Last intervention on this.

It all depends on the context.

When I see this, I could think of the following:

1) Martin sees the dress and he couldn't care less.
2) Martin looks at the dress and thinks: "what is she going to ask me now?"
3) Martin looks at the dress and thinks: "now she is going to ask me if her behind doesn't look too fat".
4) Martin looks at the dress and thinks: "I don't like it but I'll say I do".
5) Martin looks at the dress and says "sure honey!".
6) Martin looks at the dress and thinks "How many more dresses will she try?????"
7) Martin looks at the dress and thinks: "Hmmm, she looks sexy in that dress".
8) Martin looks at the dress and thinks: "Does she really think I'm going to pay for it?"
and about a hundred more possible scenarios.

Anyway: 90% of the people will never use "aanschouwen".


----------



## eno2

When I see this I conclude it's not spoken language here..  Elsewhere: 90% of the people will never use "aanschouwen".
As written language it means: Martin has a good (long)  look at the dress. 
Idem last intervention on this.


----------



## ThomasK

Ik weet niet wat ik gedaan zou hebben...


Peterdg said:


> Ja en nee. "Nee" in de zin dat het niet is wat je denkt. Als de docent the examens aanschouwt, dan zou dat kunnen betekenen dat hij er ontdaan/verbouwereerd naar kijkt en denkt: oh nee toch, wat een ramp.


 Bijzonder zeldzaam, maar inderdaad mogelijk.

@alisson: forget it. *"Aanschouwen" is eigenlijk een vorm van bekijken.* Dat werkwoord kan je zonder probleem gebruiken...

Je kan wel onthouden dat* "schouwen" in principe altijd met kijken te maken heeft*. Het theatergebouw heet bijvoorbeeld een "*schouwburg* (kijk-burcht). En vroeger heette de (auto-)inspectie/controle de "*(auto)schouwing*" - en dat tref ik ook nu, in hedendaags Nederlands, nog aan als controleren: *dijken schouwen*.
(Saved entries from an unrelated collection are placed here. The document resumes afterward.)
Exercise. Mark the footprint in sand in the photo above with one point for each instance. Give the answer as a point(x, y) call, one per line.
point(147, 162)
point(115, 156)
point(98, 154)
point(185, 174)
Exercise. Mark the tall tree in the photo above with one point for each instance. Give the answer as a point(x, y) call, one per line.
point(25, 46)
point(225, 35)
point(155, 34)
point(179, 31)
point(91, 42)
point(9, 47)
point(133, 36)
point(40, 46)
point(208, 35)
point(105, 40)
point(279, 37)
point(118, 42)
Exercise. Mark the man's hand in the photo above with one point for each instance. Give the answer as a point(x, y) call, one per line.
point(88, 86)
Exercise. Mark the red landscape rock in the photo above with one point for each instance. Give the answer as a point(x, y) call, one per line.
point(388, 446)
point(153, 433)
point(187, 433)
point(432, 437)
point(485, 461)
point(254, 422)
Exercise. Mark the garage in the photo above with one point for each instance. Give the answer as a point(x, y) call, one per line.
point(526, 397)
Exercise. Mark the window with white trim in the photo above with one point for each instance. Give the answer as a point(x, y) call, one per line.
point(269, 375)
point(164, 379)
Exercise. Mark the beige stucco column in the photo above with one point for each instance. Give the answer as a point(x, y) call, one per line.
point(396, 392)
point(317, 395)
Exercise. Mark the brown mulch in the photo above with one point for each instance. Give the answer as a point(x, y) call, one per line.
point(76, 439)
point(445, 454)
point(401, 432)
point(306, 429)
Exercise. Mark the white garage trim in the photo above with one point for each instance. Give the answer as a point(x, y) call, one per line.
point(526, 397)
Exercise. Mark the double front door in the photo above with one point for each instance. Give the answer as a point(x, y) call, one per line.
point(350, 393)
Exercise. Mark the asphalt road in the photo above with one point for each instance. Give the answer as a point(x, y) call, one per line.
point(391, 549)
BTW: _*examens nakijken/ nazien*_ is heel courant in Nederland (to mark exams). In Vlaanderen vaker _corrigeren_ en _verbeteren_...



Peterdg said:


> It is rocket science: you need a very thorough knowledge of the language already to be able to feel when you can and when you cannot use it. We could go over thousands of situations where you can and where you cannot use "aanschouwen" but that is not the role of this forum. We can however help in specific cases."
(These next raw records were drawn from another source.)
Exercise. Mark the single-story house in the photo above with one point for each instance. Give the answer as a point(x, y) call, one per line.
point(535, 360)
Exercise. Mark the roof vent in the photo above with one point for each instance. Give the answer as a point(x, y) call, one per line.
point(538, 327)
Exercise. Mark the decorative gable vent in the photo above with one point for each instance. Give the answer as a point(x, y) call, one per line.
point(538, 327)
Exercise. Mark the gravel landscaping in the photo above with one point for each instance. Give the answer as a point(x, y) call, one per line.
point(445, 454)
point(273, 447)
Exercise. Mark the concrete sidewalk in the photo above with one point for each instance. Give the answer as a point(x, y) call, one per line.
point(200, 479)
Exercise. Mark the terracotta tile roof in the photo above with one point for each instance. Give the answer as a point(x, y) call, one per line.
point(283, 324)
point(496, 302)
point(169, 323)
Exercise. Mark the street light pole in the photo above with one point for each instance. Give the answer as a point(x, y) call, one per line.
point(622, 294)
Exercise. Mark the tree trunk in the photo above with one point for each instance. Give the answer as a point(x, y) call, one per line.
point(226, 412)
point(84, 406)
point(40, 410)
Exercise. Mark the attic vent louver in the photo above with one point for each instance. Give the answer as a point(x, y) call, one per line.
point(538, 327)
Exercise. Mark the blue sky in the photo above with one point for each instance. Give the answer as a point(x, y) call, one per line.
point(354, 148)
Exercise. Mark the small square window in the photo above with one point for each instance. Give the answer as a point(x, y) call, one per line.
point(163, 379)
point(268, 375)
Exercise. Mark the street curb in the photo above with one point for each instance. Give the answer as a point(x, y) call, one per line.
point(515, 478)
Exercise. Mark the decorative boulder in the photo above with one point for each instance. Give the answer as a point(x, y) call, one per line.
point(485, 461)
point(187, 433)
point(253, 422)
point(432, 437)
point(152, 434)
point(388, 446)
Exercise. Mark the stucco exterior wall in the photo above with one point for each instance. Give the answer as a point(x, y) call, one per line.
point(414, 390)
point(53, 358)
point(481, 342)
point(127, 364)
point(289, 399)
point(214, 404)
I hold a slightly different view: whereas it cannot be our task to comment on numerous situations where words are used, I am inclined to say  that (a) you can always try and (b) we can always try to give you some kind of hint on the use in general, like referring to the basic meaning of "schouwen", as I just did..
I have a hint for you: google an expression or verb in a combination using "..." and you will often be able to help yourself.


----------



## eno2

Alisson Pereira said:


> 'aanschouwt'



=Behold archaic, literary with object, often in imperative See or observe (someone or something, especially of remarkable or impressive nature) *behold* your lord and prince!’‘the botanical gardens were a wonder to *behold*’ behold | Definition of behold in English by Lexico Dictionaries


----------